Mediation in the Media?

In Uncategorized on August 18, 2014 at 6:35 pm


Impartial; a state in which one is neutral, unbiased, unprejudiced and non-discriminatory.


  It serves a purpose for media organisations to exercise a degree of impartiality when documenting whatever they happen to be documenting. It helps to form and maintain a wholesome, clear-cut image of the organisation and also prevents the loud minority amongst the audience who seem to relish the opportunity to be offended, and take every opportunity to feel so.

It worries me that the BBC should report on the findings of The National Academy of Sciences without presenting a balanced, reasonable article that could perhaps rationalise the situation for those who have never seen a Chicken and a Cow stand side by side. Is it really news that beef production requires 28 times the land necessary for poultry production? Considering a vast fraction of global poultry production constitutes battery farmed chickens, I think not. One need not even engage in comparison between the two animals as to do so is simply absurd: How can you compare a Cow to a Chicken in terms of discussing efficiency?

These points aside, the article has been published in the English media and is being touted as a fact of British Farming. Fair enough, it’s engaging an issue which is of huge importance to government; food security. My problem with the article lies in the fact that the British consumer is being fed an article conceived, conducted and concluded in a country 4,242 miles away from the UK. A vast country with various climates, most of which couldn’t be any further from the climate we all know and love here in the UK.


I do not question the importance or the credibility of the study, I question the BBC’s lack of consideration for the reputation of British Beef and the people who work hard to produce it.


  In stark contrast, I have enjoyed watching the new series Channel 4’s First Time Farmers a great deal. I feel it represents British Farming in a pleasant and realistic light; highlighting the immense difficulty and hard work whilst showing just how much fun can be had along the way.

I understand the reservations of many who feel the programme fails to engage with just how serious a life choice Farming is, but I urge them to remember that Farming has experienced a tough time in the media in recent years, and any media representation that engages with the public en-mass, and generates so much positive feedback should be championed by British Farmers.

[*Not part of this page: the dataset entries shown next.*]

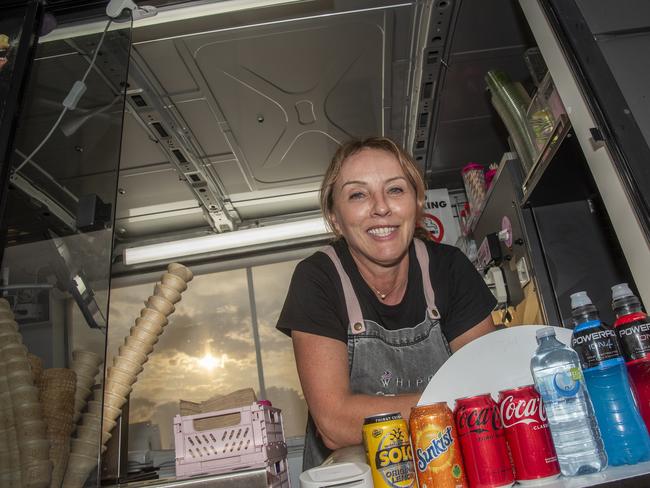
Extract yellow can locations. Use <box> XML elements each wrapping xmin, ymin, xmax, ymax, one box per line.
<box><xmin>363</xmin><ymin>413</ymin><xmax>415</xmax><ymax>488</ymax></box>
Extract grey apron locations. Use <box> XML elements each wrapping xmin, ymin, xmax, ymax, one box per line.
<box><xmin>303</xmin><ymin>239</ymin><xmax>451</xmax><ymax>471</ymax></box>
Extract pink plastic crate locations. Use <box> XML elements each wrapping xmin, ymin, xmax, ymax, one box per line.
<box><xmin>174</xmin><ymin>403</ymin><xmax>289</xmax><ymax>488</ymax></box>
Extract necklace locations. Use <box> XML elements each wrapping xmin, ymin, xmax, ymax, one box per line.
<box><xmin>369</xmin><ymin>283</ymin><xmax>402</xmax><ymax>300</ymax></box>
<box><xmin>359</xmin><ymin>271</ymin><xmax>404</xmax><ymax>301</ymax></box>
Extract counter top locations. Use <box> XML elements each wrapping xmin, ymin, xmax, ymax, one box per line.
<box><xmin>113</xmin><ymin>469</ymin><xmax>268</xmax><ymax>488</ymax></box>
<box><xmin>528</xmin><ymin>461</ymin><xmax>650</xmax><ymax>488</ymax></box>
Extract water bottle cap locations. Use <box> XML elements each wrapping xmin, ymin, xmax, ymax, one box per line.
<box><xmin>612</xmin><ymin>283</ymin><xmax>634</xmax><ymax>301</ymax></box>
<box><xmin>571</xmin><ymin>291</ymin><xmax>592</xmax><ymax>310</ymax></box>
<box><xmin>535</xmin><ymin>327</ymin><xmax>555</xmax><ymax>340</ymax></box>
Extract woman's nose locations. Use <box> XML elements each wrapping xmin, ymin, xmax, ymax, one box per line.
<box><xmin>372</xmin><ymin>195</ymin><xmax>390</xmax><ymax>216</ymax></box>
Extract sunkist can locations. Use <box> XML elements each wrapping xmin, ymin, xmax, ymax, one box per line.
<box><xmin>454</xmin><ymin>393</ymin><xmax>515</xmax><ymax>488</ymax></box>
<box><xmin>363</xmin><ymin>413</ymin><xmax>415</xmax><ymax>488</ymax></box>
<box><xmin>409</xmin><ymin>402</ymin><xmax>468</xmax><ymax>488</ymax></box>
<box><xmin>499</xmin><ymin>385</ymin><xmax>560</xmax><ymax>483</ymax></box>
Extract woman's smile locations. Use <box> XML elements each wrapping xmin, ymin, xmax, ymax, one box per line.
<box><xmin>331</xmin><ymin>148</ymin><xmax>417</xmax><ymax>267</ymax></box>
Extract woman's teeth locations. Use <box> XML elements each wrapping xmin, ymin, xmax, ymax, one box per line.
<box><xmin>368</xmin><ymin>227</ymin><xmax>396</xmax><ymax>237</ymax></box>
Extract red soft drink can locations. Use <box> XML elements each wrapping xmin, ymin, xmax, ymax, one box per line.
<box><xmin>499</xmin><ymin>385</ymin><xmax>560</xmax><ymax>483</ymax></box>
<box><xmin>454</xmin><ymin>393</ymin><xmax>515</xmax><ymax>488</ymax></box>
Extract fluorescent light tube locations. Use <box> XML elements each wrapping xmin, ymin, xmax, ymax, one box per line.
<box><xmin>123</xmin><ymin>217</ymin><xmax>330</xmax><ymax>266</ymax></box>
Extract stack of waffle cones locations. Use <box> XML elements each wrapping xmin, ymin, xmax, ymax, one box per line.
<box><xmin>64</xmin><ymin>263</ymin><xmax>193</xmax><ymax>488</ymax></box>
<box><xmin>70</xmin><ymin>350</ymin><xmax>102</xmax><ymax>424</ymax></box>
<box><xmin>39</xmin><ymin>368</ymin><xmax>76</xmax><ymax>488</ymax></box>
<box><xmin>0</xmin><ymin>299</ymin><xmax>52</xmax><ymax>488</ymax></box>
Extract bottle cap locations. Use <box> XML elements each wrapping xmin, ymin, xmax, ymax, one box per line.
<box><xmin>571</xmin><ymin>291</ymin><xmax>592</xmax><ymax>310</ymax></box>
<box><xmin>612</xmin><ymin>283</ymin><xmax>634</xmax><ymax>301</ymax></box>
<box><xmin>535</xmin><ymin>327</ymin><xmax>555</xmax><ymax>340</ymax></box>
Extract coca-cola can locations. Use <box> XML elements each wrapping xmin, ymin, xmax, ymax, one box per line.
<box><xmin>454</xmin><ymin>393</ymin><xmax>515</xmax><ymax>488</ymax></box>
<box><xmin>499</xmin><ymin>385</ymin><xmax>560</xmax><ymax>483</ymax></box>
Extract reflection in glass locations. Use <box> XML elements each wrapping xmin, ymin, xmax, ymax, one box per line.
<box><xmin>253</xmin><ymin>261</ymin><xmax>307</xmax><ymax>437</ymax></box>
<box><xmin>107</xmin><ymin>270</ymin><xmax>259</xmax><ymax>449</ymax></box>
<box><xmin>0</xmin><ymin>10</ymin><xmax>131</xmax><ymax>488</ymax></box>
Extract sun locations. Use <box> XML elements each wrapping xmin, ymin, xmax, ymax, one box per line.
<box><xmin>199</xmin><ymin>353</ymin><xmax>221</xmax><ymax>371</ymax></box>
<box><xmin>198</xmin><ymin>352</ymin><xmax>228</xmax><ymax>371</ymax></box>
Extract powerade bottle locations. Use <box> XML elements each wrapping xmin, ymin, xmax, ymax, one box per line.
<box><xmin>571</xmin><ymin>291</ymin><xmax>650</xmax><ymax>466</ymax></box>
<box><xmin>612</xmin><ymin>283</ymin><xmax>650</xmax><ymax>431</ymax></box>
<box><xmin>530</xmin><ymin>327</ymin><xmax>607</xmax><ymax>476</ymax></box>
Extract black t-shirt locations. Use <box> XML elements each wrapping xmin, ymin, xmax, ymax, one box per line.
<box><xmin>276</xmin><ymin>239</ymin><xmax>496</xmax><ymax>342</ymax></box>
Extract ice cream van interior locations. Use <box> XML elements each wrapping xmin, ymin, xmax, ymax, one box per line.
<box><xmin>0</xmin><ymin>0</ymin><xmax>650</xmax><ymax>486</ymax></box>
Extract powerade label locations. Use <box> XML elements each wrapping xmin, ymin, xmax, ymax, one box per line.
<box><xmin>616</xmin><ymin>320</ymin><xmax>650</xmax><ymax>362</ymax></box>
<box><xmin>571</xmin><ymin>321</ymin><xmax>623</xmax><ymax>370</ymax></box>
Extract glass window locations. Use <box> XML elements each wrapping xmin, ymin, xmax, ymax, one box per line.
<box><xmin>107</xmin><ymin>255</ymin><xmax>307</xmax><ymax>450</ymax></box>
<box><xmin>253</xmin><ymin>261</ymin><xmax>307</xmax><ymax>437</ymax></box>
<box><xmin>108</xmin><ymin>270</ymin><xmax>259</xmax><ymax>449</ymax></box>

In Uncategorized on July 21, 2014 at 5:54 pm

In the wake of a lengthy break from writing my blog I am pleased to be able to say that much has changed.

Some broody Hens

Some broody Hens

Early this year we were presented with the opportunity (after months of patient brokering) to take on a stewardship of a farm only half a mile up the hill from where we lived. The Farm comes complete with land that conveniently backs onto our owned land, extensive barn with a hay loft, numerous outbuildings and half decent access routes. The Farm has been empty for a number of years and consequently required a generous amount of work both inside and out in order to bring it up to scratch. Whilst the Farmhouse is very much the domain of my Girlfriend and her mother, the outdoors has been largely left up to me to me to sort out. So far this summer I’ve been busy with a great deal of fencing and weed-spraying, a little de-forestry, repairing the outbuildings, hanging some gates and a little dry stone walling. The arrival of some orphan lambs in April gave me fresh incentive to get on with the work that needed doing. Having raised the lambs from birth it is now a lovely sight to see them enjoying the freshly restored pasture. They were turned out around four weeks ago and have enjoyed significant and consistent weight gains ever since. Typically however, the solution of one problem often leads to the formulation of another and this is it:
Do I keep the Lambs back for breeding, or do I finish them and use the money to invest in quality stock?
I’d prefer the latter, though as I feared sentimentality factors into the equation with my family, who would prefer to keep them to breed. 
All the Farm work takes place before 7am/after 5pm on a weekday or during weekend, this is because I have also undertaken an apprenticeship in Agricultural Robotic Engineering at Harry Travis (Rishworth) LTD. For the most part it entails Dairy Engineering, building/refurbishing/repairing/servicing pasteurisers, homogenisers, separators, fillers and washers but as a company we specialise in automated robotic milking systems. The work is challenging and more often than not confusing but rewarding, plus the company also trades in farming supplies which is convenient for me. 
What is there to come? As I’ve mentioned I’m scheming on growing my flock, but in which direction is yet to be decided. I feel I should further consider both rare-breeds and commercial breeds. Perhaps the latterr would benefit me as they are easier to market and thus will fit into my busy life a little easier.